In the unincorporated county and Hiram, building permits for single-family homes decreased from 1,535 in 2018 to 1,348 in 2019.
Total value of single-family construction dropped from $164.6 million in 2018 (average cost $107,227), to $136.2 million in 2019 (average cost $101,057).
Some homebuilders — generally regional or national companies — often paid below-market prices for developed building lots offered by less-capitalized competitors after the housing industry “bubble” burst and helped trigger the Great Recession.

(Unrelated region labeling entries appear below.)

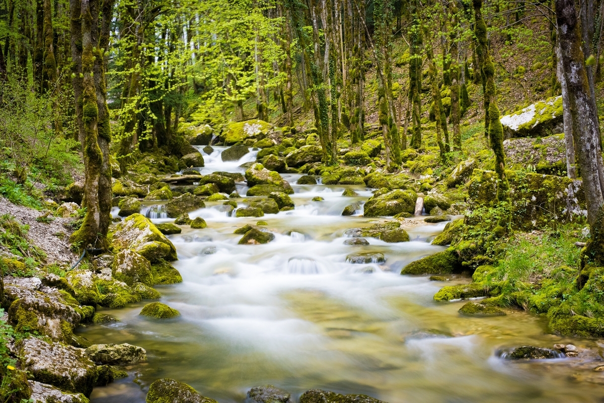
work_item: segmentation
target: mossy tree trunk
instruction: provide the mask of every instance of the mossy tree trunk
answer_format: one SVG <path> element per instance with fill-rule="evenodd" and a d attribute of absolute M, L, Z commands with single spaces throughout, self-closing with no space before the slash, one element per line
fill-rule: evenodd
<path fill-rule="evenodd" d="M 411 40 L 411 57 L 409 60 L 409 102 L 411 105 L 411 147 L 422 147 L 422 49 L 420 23 L 417 15 L 417 5 L 412 2 L 413 23 L 409 33 Z M 415 7 L 414 7 L 414 5 Z"/>
<path fill-rule="evenodd" d="M 556 0 L 556 19 L 560 40 L 563 79 L 568 93 L 573 135 L 591 239 L 584 251 L 583 263 L 604 264 L 604 164 L 602 162 L 597 109 L 592 103 L 585 57 L 574 0 Z"/>
<path fill-rule="evenodd" d="M 506 154 L 503 148 L 503 126 L 499 120 L 499 109 L 495 102 L 495 66 L 491 62 L 487 46 L 487 27 L 483 19 L 482 0 L 474 0 L 474 34 L 478 42 L 481 75 L 484 88 L 485 131 L 491 149 L 495 153 L 495 170 L 497 173 L 497 199 L 507 201 L 510 198 L 510 185 L 506 178 Z M 486 129 L 488 127 L 488 130 Z"/>
<path fill-rule="evenodd" d="M 82 201 L 86 216 L 82 227 L 70 237 L 79 247 L 106 246 L 111 222 L 111 131 L 104 99 L 104 48 L 101 45 L 104 39 L 109 43 L 112 4 L 112 0 L 107 0 L 100 9 L 98 0 L 70 1 L 72 84 L 86 176 Z M 98 16 L 101 11 L 100 24 Z M 100 38 L 100 34 L 105 37 Z"/>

Builders bought about 10,000 lots in Paulding which already had been “platted” — approved in some form for construction — after their market values plummeted for their original developers, said Ann Lippmann, director of the county Community Development Department.
“Cheap lots that were on the ground are gone and people are having to develop from scratch,” Lippmann said in a recent report to the Paulding County Commission.
“The majority of those lots now have homes on them and the cost of a lot now includes full development costs,” she later told a reporter.
Micheal Cash, director of community development for the city of Dallas, agreed many developers took the same route to build inside the city after the recession and have exhausted their supply of pre-developed lots.
Lippmann estimated the average cost of a lot in Paulding now is more than $30,000.
HOUSING TRENDS IN 2019
Outside Dallas, the 2019 decrease in single-family permits followed a year in which they reached their highest level since the Great Recession.
Paulding County’s top year for single-family construction was 2005 when more than 3,400 permits were issued — after which single-family permits began decreasing annually before bottoming out at 124 permits in 2012.
They then began annual increases through 2018 when 1,535 were recorded.
Other trends from 2019 that Lippmann and Cash noted in recent reports:
♦ Six out of 10 new homes in Paulding in the last 10 years have been permitted in the unincorporated county north of U.S. Hwy. 278 and west of Dallas-Acworth Highway.
However, the trend shifted slightly in 2019 after only half of new homes were built in the same north Paulding area and eastern Paulding saw a larger than usual share, Lippmann said.
♦ The top communities in 2019 for new residential construction outside Dallas were all in northeastern or eastern parts of the county.
They included Seven Hills/Naturewalk off Seven Hills Boulevard; Barrett Chase off Rakestraw Mill Road; Macland Township off Macland Road; The Reserve at Timberlands off Dallas-Acworth Highway; and Victoria Heights off Ivey Gulledge Road.
Seven Hills/Naturewalk routinely has been the top area for new construction in Paulding for many years, Lippmann said.
♦ The top homebuilders in Paulding and Hiram in 2019 according to number of permits were Texas-based D.R. Horton Inc., Atlanta-based Resibuilt Homes LLC; Woodstock-based Piedmont Residential LLC and SDC Gwinnett LLC; Colorado-based CCG Constructors LLC; and Paulding County-based Keystone Communities LLC.
♦ The dominant builder in Dallas in 2019 was Piedmont Residential in the Vista Lake subdivision off U.S. Hwy. 278, Cash said.
Cash said new subdivisions in Dallas are in various stages of development but will take some time to complete — meaning single-family construction may take a few years to return to post-recession levels which peaked in 2017.
Mark Taglieber, co-owner of Keystone Communities, said he believed “we will see a modest amount of new construction growth over the coming years.”
“Any growth seen will likely be attributed to the larger builders and some of the new developments they are working on,” he said.
He said the supply of developed residential lots in Paulding is “limited” and “will require more land development in the coming years.”
“Right now, the only companies developing lots are larger builders,” he said. “I see smaller builders like Keystone Communities undertaking some residential development — however, it will be smaller projects.”
Taglieber said other area builders have “indicated development costs are definitely an issue all across Metro Atlanta” with some attributing it to increased material costs and government regulations.
However, he said he did not foresee new housing construction being limited by access to construction financing or a lack of buyers if the economy continues to grow and unemployment remains low “as they have over the last couple years,” Taglieber said.